Matthew Arends, head of UK retirement policy at Aon, said: “Given the distractions elsewhere, it’s good news that the government is pressing ahead with key elements of pension innovation in a pensions schemes bill.”
For Claire Carey, partner at Sackers, the “centrepiece” will be the bolstering of TPR’s powers. The pensions bill is to introduce new criminal offences, including a civil penalty of up to £1m (€1.15m).
Charles Counsell, TPR’s chief executive, said the pensions bill would give it “the power to set and enforce clearer scheme funding standards in defined benefit (DB) pension schemes while also providing early warning of potential problems”.
TPR is expected to publish a consultation on a new code of practice for DB scheme funding after the pension scheme bill itself is published.
On CDC, Aon’s Arends said the new legislation is expected to usher in single-employer schemes, but that the government should “press on with phase-two, enabling multi-employer and commercial CDC plans”.
In early 2018 Royal Mail and the Communications Workers’ Union selected CDC as the best option for settling a long-running dispute over pay and conditions, but the model they came up with is not permitted under current rules.
According to Jamie Jenkins, head of global savings policy at Standard Life, the most “progressive element” of the bill will be the legislation to pave the way for pensions dashboards. These are intended to give people access to all their pension information in a single place online.
The promised pensions bill is to include new powers to compel pension schemes to provide accurate information to savers.
Industry commentators noted that the Queen’s Speech did not mention other key pension areas, namely auto-enrolment and regulation for commercial DB consolidation vehicles.
Steve Webb, director of policy at Royal London and a former pensions minister, said measures to expand auto-enrolment and regulate DB ’superfunds’ were left out because of splits in government, with the Treasury blocking the Department for Work and Pensions (DWP).
“It is one of the biggest failings of UK pension policy that the department with lead responsibility for pensions can be thwarted in bringing forward sensible reforms by an over-mighty Treasury which has no vision for pensions,” he said.

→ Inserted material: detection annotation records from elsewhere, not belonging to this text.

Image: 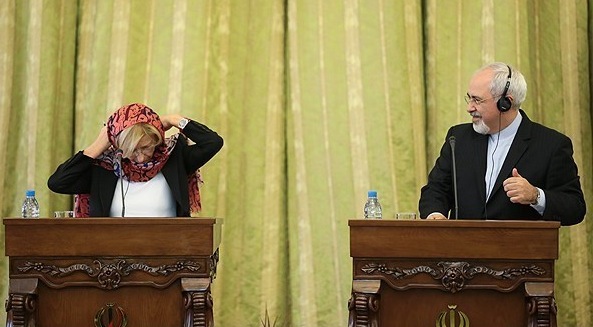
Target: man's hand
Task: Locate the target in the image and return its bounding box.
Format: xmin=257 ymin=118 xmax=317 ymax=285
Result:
xmin=502 ymin=168 xmax=538 ymax=204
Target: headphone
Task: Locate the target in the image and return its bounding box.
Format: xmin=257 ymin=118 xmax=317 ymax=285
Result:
xmin=496 ymin=65 xmax=512 ymax=112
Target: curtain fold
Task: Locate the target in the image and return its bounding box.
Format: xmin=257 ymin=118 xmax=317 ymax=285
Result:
xmin=0 ymin=0 xmax=593 ymax=327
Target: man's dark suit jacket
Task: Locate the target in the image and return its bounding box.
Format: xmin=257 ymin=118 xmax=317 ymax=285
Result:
xmin=47 ymin=121 xmax=223 ymax=217
xmin=419 ymin=110 xmax=586 ymax=225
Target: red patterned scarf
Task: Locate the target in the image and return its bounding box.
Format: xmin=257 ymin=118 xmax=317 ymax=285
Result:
xmin=74 ymin=103 xmax=202 ymax=217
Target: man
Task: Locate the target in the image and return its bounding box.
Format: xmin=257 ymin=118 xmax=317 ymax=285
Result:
xmin=419 ymin=62 xmax=586 ymax=225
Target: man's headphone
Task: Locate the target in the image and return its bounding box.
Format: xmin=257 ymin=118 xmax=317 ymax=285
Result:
xmin=496 ymin=65 xmax=512 ymax=112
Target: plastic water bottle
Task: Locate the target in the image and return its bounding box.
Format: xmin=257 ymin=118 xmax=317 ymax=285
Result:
xmin=21 ymin=190 xmax=39 ymax=218
xmin=364 ymin=191 xmax=383 ymax=219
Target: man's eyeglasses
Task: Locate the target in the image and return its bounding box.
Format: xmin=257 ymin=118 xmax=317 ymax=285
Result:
xmin=463 ymin=94 xmax=498 ymax=106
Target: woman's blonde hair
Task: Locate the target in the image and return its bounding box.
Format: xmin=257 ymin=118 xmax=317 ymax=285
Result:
xmin=115 ymin=123 xmax=163 ymax=158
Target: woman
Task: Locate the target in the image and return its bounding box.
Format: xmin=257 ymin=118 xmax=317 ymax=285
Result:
xmin=47 ymin=103 xmax=223 ymax=217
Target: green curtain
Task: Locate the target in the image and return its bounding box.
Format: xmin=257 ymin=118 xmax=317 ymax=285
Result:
xmin=0 ymin=0 xmax=593 ymax=327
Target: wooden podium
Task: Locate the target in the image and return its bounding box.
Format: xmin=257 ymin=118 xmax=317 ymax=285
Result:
xmin=4 ymin=218 xmax=222 ymax=327
xmin=348 ymin=220 xmax=560 ymax=327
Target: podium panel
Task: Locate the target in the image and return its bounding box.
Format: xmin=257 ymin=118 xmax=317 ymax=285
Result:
xmin=4 ymin=218 xmax=222 ymax=327
xmin=348 ymin=220 xmax=560 ymax=327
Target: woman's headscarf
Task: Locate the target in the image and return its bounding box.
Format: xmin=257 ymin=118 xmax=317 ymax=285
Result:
xmin=74 ymin=103 xmax=201 ymax=217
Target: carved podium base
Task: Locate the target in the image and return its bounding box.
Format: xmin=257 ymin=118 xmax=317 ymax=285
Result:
xmin=348 ymin=220 xmax=560 ymax=327
xmin=4 ymin=218 xmax=221 ymax=327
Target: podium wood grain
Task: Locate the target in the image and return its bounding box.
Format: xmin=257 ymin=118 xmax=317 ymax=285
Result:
xmin=4 ymin=218 xmax=222 ymax=327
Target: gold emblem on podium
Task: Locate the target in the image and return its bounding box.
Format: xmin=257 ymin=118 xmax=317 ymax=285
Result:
xmin=95 ymin=303 xmax=128 ymax=327
xmin=436 ymin=304 xmax=469 ymax=327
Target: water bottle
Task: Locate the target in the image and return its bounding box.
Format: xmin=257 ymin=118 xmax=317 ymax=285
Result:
xmin=21 ymin=190 xmax=39 ymax=218
xmin=364 ymin=191 xmax=383 ymax=219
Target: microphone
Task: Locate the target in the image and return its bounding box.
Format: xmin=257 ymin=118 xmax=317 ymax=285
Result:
xmin=449 ymin=135 xmax=459 ymax=220
xmin=114 ymin=149 xmax=126 ymax=218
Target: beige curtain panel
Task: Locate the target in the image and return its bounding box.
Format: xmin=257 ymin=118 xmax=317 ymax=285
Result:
xmin=0 ymin=0 xmax=593 ymax=327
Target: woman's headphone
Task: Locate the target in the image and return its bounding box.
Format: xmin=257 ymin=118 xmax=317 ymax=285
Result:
xmin=496 ymin=65 xmax=513 ymax=112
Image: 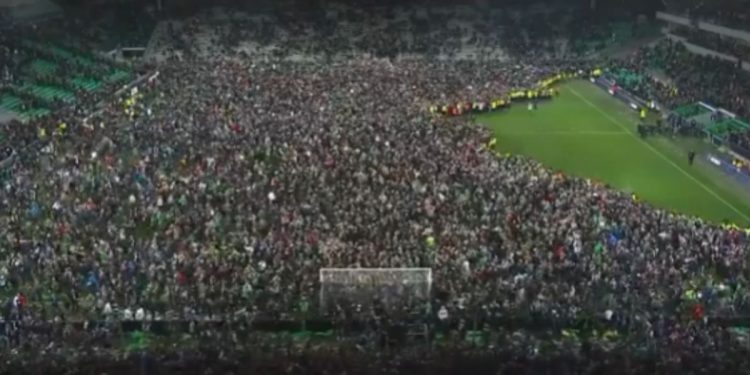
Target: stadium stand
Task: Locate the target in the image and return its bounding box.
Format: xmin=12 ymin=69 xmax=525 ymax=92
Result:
xmin=0 ymin=1 xmax=750 ymax=374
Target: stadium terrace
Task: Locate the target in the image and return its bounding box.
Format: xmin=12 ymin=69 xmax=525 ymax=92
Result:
xmin=0 ymin=1 xmax=750 ymax=374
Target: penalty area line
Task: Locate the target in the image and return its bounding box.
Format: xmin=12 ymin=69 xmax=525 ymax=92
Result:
xmin=568 ymin=87 xmax=750 ymax=221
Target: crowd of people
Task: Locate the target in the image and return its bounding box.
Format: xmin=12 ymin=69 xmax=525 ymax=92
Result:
xmin=608 ymin=40 xmax=750 ymax=156
xmin=0 ymin=2 xmax=750 ymax=372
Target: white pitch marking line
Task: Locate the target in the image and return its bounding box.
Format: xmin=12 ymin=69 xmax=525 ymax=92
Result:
xmin=568 ymin=87 xmax=750 ymax=221
xmin=502 ymin=130 xmax=630 ymax=135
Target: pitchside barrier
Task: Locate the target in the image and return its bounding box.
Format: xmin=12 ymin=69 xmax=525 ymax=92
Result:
xmin=429 ymin=69 xmax=601 ymax=116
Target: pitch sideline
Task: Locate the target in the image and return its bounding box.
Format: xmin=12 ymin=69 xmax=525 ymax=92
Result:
xmin=566 ymin=87 xmax=750 ymax=222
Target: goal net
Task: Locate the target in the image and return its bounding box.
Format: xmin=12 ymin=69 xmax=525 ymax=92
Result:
xmin=320 ymin=268 xmax=432 ymax=314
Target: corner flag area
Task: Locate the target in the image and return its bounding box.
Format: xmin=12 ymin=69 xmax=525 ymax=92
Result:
xmin=477 ymin=80 xmax=750 ymax=227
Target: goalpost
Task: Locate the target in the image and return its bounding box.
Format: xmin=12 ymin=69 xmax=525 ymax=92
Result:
xmin=320 ymin=268 xmax=432 ymax=314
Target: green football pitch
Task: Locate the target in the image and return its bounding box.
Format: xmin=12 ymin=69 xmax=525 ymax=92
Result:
xmin=477 ymin=80 xmax=750 ymax=227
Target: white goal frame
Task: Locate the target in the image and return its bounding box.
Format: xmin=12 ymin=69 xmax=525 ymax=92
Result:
xmin=318 ymin=267 xmax=433 ymax=316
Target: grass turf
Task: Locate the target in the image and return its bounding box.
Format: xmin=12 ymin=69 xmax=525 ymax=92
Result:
xmin=477 ymin=81 xmax=750 ymax=227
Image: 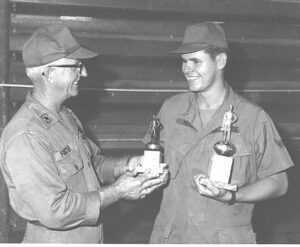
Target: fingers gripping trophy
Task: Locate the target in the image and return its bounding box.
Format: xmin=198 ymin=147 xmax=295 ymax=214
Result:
xmin=209 ymin=105 xmax=238 ymax=191
xmin=138 ymin=115 xmax=163 ymax=174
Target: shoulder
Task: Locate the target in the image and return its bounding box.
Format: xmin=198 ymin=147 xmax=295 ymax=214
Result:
xmin=1 ymin=105 xmax=44 ymax=149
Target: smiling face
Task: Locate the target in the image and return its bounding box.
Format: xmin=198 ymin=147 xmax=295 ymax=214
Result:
xmin=48 ymin=58 xmax=87 ymax=99
xmin=181 ymin=50 xmax=226 ymax=92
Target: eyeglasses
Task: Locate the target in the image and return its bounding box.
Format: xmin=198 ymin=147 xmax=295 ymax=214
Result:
xmin=42 ymin=62 xmax=83 ymax=76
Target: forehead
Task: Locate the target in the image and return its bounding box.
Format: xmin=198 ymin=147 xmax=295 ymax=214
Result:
xmin=49 ymin=58 xmax=80 ymax=65
xmin=181 ymin=50 xmax=210 ymax=60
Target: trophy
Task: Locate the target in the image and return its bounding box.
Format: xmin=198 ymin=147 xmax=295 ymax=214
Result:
xmin=137 ymin=115 xmax=163 ymax=173
xmin=209 ymin=105 xmax=237 ymax=191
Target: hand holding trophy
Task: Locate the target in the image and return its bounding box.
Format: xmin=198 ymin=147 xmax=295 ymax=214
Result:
xmin=137 ymin=115 xmax=163 ymax=174
xmin=209 ymin=105 xmax=237 ymax=191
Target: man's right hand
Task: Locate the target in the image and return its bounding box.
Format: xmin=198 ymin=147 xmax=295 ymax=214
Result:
xmin=114 ymin=169 xmax=168 ymax=200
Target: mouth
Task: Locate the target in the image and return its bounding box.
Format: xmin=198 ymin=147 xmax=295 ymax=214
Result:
xmin=185 ymin=75 xmax=200 ymax=82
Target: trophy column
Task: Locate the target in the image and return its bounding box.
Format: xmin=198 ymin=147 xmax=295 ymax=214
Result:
xmin=209 ymin=105 xmax=237 ymax=191
xmin=138 ymin=115 xmax=163 ymax=173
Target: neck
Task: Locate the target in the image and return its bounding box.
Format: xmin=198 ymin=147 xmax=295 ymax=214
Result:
xmin=197 ymin=81 xmax=226 ymax=110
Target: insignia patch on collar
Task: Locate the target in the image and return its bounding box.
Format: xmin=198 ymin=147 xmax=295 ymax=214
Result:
xmin=41 ymin=113 xmax=52 ymax=124
xmin=60 ymin=145 xmax=71 ymax=158
xmin=274 ymin=139 xmax=284 ymax=148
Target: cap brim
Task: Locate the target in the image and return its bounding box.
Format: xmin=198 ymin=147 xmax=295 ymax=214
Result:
xmin=66 ymin=47 xmax=99 ymax=59
xmin=170 ymin=44 xmax=209 ymax=54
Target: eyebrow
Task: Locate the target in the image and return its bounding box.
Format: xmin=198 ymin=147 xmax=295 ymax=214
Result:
xmin=182 ymin=58 xmax=202 ymax=62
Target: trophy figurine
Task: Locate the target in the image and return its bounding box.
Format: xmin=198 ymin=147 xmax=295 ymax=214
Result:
xmin=138 ymin=115 xmax=163 ymax=173
xmin=209 ymin=105 xmax=238 ymax=191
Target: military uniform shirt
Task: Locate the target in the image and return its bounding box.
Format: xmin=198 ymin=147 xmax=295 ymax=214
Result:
xmin=0 ymin=94 xmax=114 ymax=243
xmin=146 ymin=87 xmax=293 ymax=244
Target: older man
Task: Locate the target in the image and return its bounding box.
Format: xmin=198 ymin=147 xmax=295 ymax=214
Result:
xmin=0 ymin=25 xmax=167 ymax=243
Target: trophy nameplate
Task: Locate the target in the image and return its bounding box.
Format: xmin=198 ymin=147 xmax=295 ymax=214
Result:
xmin=137 ymin=115 xmax=163 ymax=173
xmin=209 ymin=105 xmax=237 ymax=191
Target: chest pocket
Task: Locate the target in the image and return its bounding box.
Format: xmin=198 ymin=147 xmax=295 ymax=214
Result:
xmin=231 ymin=134 xmax=256 ymax=186
xmin=54 ymin=145 xmax=83 ymax=180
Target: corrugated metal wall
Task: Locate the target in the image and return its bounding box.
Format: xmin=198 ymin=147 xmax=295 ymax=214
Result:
xmin=1 ymin=0 xmax=300 ymax=243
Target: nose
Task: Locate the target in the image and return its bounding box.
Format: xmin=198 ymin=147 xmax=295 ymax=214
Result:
xmin=79 ymin=65 xmax=87 ymax=77
xmin=182 ymin=61 xmax=193 ymax=72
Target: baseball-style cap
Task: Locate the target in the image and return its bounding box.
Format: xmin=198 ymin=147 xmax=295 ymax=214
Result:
xmin=22 ymin=25 xmax=98 ymax=68
xmin=171 ymin=22 xmax=228 ymax=54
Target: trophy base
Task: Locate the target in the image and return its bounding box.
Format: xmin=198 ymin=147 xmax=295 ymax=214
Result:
xmin=213 ymin=181 xmax=238 ymax=191
xmin=136 ymin=149 xmax=164 ymax=174
xmin=209 ymin=153 xmax=233 ymax=184
xmin=214 ymin=141 xmax=236 ymax=157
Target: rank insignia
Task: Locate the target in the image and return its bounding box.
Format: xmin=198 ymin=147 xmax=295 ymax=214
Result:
xmin=60 ymin=145 xmax=71 ymax=157
xmin=41 ymin=113 xmax=52 ymax=124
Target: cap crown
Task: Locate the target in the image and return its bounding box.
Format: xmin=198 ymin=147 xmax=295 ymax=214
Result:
xmin=22 ymin=25 xmax=98 ymax=67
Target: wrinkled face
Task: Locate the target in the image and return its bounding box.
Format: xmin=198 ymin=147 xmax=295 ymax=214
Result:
xmin=47 ymin=58 xmax=87 ymax=99
xmin=181 ymin=51 xmax=218 ymax=92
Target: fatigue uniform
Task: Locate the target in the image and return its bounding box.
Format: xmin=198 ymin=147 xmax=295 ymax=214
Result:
xmin=146 ymin=87 xmax=293 ymax=244
xmin=0 ymin=94 xmax=114 ymax=243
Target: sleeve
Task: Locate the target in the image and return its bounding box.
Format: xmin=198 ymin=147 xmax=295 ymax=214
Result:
xmin=68 ymin=109 xmax=117 ymax=184
xmin=5 ymin=134 xmax=100 ymax=230
xmin=90 ymin=141 xmax=124 ymax=184
xmin=254 ymin=110 xmax=294 ymax=179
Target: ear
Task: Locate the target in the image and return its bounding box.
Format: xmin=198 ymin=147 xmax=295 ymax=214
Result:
xmin=216 ymin=52 xmax=227 ymax=70
xmin=43 ymin=68 xmax=53 ymax=84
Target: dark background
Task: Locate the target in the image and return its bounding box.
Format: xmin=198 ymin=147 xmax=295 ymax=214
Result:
xmin=0 ymin=0 xmax=300 ymax=243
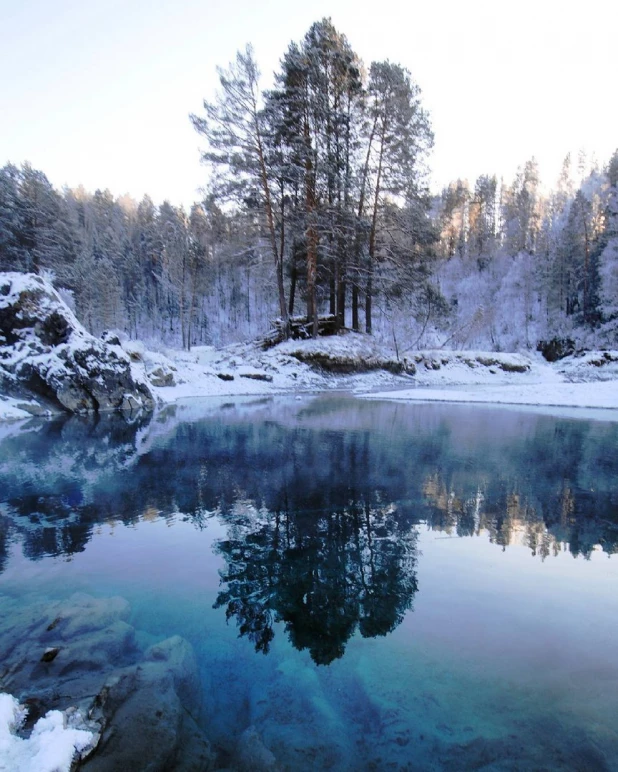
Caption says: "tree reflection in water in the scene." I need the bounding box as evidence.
[209,500,417,665]
[0,397,618,664]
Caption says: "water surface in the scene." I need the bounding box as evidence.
[0,396,618,770]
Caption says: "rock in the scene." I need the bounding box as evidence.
[0,273,154,413]
[148,365,176,386]
[0,593,215,772]
[536,338,575,362]
[234,726,279,772]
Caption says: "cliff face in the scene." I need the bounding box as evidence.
[0,273,154,413]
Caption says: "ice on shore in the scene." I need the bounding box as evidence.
[0,693,95,772]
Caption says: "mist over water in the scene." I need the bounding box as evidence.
[0,396,618,770]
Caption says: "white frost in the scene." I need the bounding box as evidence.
[0,693,94,772]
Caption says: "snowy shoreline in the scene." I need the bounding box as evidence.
[0,334,618,421]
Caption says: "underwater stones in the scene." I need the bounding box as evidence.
[0,593,214,772]
[0,273,154,413]
[83,636,214,772]
[234,726,279,772]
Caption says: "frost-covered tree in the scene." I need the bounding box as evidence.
[191,46,288,328]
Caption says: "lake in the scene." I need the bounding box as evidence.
[0,395,618,770]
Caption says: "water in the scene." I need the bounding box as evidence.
[0,396,618,770]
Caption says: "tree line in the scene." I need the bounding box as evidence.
[0,19,618,349]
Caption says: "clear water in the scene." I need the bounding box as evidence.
[0,397,618,770]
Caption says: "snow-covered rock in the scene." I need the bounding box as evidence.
[0,273,154,413]
[0,593,213,772]
[277,333,415,375]
[0,693,96,772]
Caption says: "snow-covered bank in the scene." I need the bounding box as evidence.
[0,326,618,420]
[362,381,618,410]
[0,693,98,772]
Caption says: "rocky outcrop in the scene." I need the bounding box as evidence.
[0,273,154,413]
[0,593,214,772]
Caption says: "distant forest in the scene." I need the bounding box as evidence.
[0,19,618,350]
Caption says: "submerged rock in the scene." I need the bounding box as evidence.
[0,593,214,772]
[0,273,154,413]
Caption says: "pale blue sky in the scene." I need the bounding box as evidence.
[0,0,618,205]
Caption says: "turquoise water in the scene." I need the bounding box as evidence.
[0,397,618,770]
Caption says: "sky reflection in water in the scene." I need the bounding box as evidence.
[0,397,618,769]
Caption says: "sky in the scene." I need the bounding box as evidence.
[0,0,618,206]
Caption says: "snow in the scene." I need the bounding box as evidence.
[0,296,618,421]
[153,335,618,420]
[362,381,618,420]
[0,693,95,772]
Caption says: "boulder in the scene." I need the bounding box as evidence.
[0,273,154,413]
[0,593,215,772]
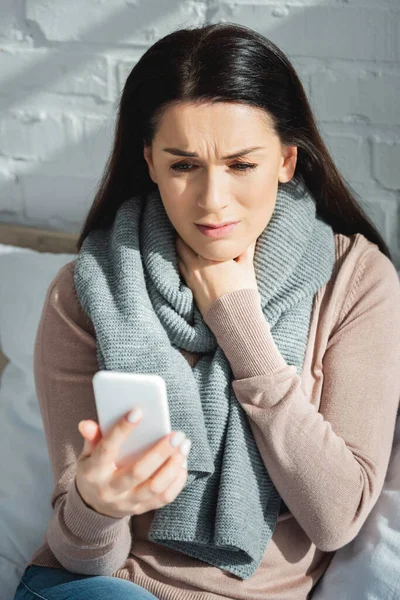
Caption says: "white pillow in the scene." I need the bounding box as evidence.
[0,244,400,600]
[0,244,76,599]
[311,417,400,600]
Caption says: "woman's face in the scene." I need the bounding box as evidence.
[144,103,297,261]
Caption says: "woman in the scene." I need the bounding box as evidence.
[14,24,400,600]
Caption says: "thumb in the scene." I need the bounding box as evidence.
[78,420,101,458]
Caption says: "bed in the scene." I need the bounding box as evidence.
[0,224,400,600]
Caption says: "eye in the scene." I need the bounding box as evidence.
[170,162,257,173]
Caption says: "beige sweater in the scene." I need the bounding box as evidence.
[27,234,400,600]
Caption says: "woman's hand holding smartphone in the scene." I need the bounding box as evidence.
[75,411,191,518]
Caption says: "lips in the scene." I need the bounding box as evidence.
[196,222,239,238]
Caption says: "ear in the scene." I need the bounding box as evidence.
[143,145,157,183]
[278,146,297,183]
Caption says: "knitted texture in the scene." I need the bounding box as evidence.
[74,176,335,579]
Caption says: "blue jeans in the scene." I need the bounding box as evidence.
[13,565,157,600]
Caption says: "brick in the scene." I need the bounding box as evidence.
[372,136,400,190]
[26,0,206,46]
[0,48,108,104]
[0,111,68,159]
[48,115,114,179]
[0,0,19,40]
[0,164,23,215]
[323,132,370,182]
[311,70,400,125]
[210,0,400,61]
[20,173,97,226]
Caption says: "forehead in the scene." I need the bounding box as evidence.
[158,102,275,145]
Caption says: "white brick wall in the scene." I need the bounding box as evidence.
[0,0,400,269]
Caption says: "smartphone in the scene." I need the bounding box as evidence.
[92,371,171,467]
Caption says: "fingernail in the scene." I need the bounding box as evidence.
[128,407,143,423]
[179,438,192,456]
[170,431,186,448]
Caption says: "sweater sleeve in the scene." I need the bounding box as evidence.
[205,246,400,551]
[34,263,131,575]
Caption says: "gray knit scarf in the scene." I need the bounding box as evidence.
[75,175,335,579]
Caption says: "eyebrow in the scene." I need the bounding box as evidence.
[163,146,263,160]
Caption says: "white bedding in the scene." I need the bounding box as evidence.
[0,244,400,600]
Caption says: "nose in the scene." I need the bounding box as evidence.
[197,176,229,215]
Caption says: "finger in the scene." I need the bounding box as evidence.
[78,421,101,458]
[131,468,187,515]
[92,411,142,471]
[110,431,186,493]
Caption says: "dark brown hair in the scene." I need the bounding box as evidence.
[77,23,392,260]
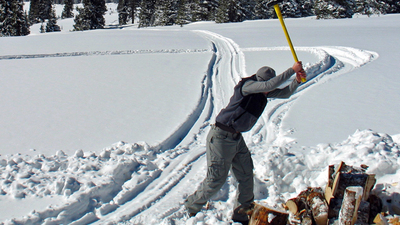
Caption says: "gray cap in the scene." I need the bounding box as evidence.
[256,66,276,81]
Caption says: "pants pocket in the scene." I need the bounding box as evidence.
[207,160,227,183]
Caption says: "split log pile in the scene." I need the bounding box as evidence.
[247,162,390,225]
[286,162,382,225]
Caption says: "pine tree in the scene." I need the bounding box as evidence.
[117,0,129,25]
[61,0,74,19]
[254,0,273,19]
[38,0,53,22]
[0,0,30,36]
[117,0,140,25]
[139,0,156,27]
[29,0,40,24]
[74,0,107,31]
[215,0,229,23]
[46,4,61,32]
[215,0,245,23]
[314,0,354,19]
[154,0,178,26]
[279,0,301,18]
[241,0,256,20]
[379,0,400,13]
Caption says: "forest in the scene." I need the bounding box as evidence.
[0,0,400,36]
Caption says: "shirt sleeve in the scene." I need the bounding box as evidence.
[242,68,297,97]
[267,79,299,98]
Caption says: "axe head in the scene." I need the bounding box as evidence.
[267,0,283,7]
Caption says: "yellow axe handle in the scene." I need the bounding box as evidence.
[274,4,307,82]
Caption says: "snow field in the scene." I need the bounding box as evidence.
[0,2,400,224]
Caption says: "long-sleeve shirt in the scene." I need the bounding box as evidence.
[242,68,299,98]
[216,68,299,132]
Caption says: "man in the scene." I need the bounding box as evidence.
[185,62,306,224]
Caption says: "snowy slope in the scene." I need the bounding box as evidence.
[0,3,400,224]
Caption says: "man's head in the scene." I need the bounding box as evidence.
[256,66,276,81]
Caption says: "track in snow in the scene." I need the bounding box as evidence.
[0,31,377,224]
[90,31,377,224]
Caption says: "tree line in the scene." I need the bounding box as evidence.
[0,0,400,36]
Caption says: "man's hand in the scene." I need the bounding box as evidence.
[292,61,304,73]
[292,61,307,84]
[296,69,307,84]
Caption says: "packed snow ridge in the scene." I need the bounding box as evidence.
[0,30,400,224]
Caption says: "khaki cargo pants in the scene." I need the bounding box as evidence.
[185,126,254,217]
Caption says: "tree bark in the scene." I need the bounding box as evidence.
[249,204,289,225]
[339,187,363,225]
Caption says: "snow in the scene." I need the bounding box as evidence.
[0,4,400,224]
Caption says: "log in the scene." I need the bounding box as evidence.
[339,187,363,225]
[356,201,370,225]
[374,213,389,225]
[286,187,329,225]
[307,188,329,225]
[368,195,383,224]
[248,204,289,225]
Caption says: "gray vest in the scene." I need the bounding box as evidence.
[216,75,268,132]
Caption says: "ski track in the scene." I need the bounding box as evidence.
[0,30,378,224]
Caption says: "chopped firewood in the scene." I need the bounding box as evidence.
[286,188,328,225]
[248,204,289,225]
[339,187,363,225]
[368,195,383,224]
[374,213,389,225]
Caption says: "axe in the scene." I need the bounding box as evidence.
[267,0,307,82]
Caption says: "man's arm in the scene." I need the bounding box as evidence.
[242,68,295,96]
[267,79,299,98]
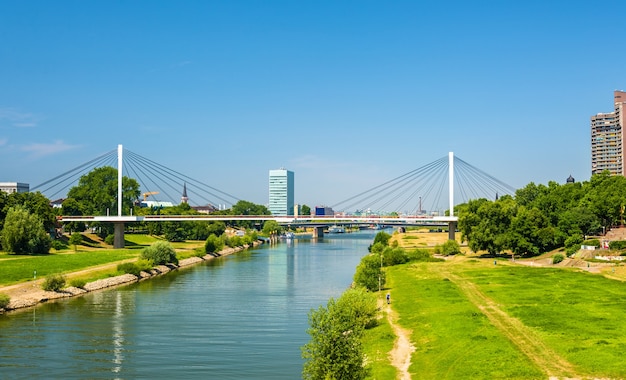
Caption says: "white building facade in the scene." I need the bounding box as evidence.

DB superfund legislation could still come, however.
Ian Neale, director at Aries Insight, said: “From past experience it is entirely possible that something could be added via new clauses tabled by the government during the bill’s passage through parliament.”
A DWP spokesperson told IPE: “The historical success of auto-enrolment has been built on […] consensus across parliament and private industry and we are still committed to implementing the findings of the auto-enrolment review but we are continuing to work on how best to do that”.
On the commercial DB consolidators, he said this was “a very complicated area of regulatory policy”.
“We are committed to transforming the pension industry and trying to get the best possible result for savers, and we are still working with various stakeholders, regulatory bodies and arms of government to make sure we push through that regulation,” he added.
The Treasury did not respond to a request for comment by the time of publication.
Standard Life’s Jenkins said that although the pensions bill will struggle to get the necessary time for debate given Brexit and the prospect of a general election, this is one of the government’s less contentious bills “with, I suspect, broad cross-party support”.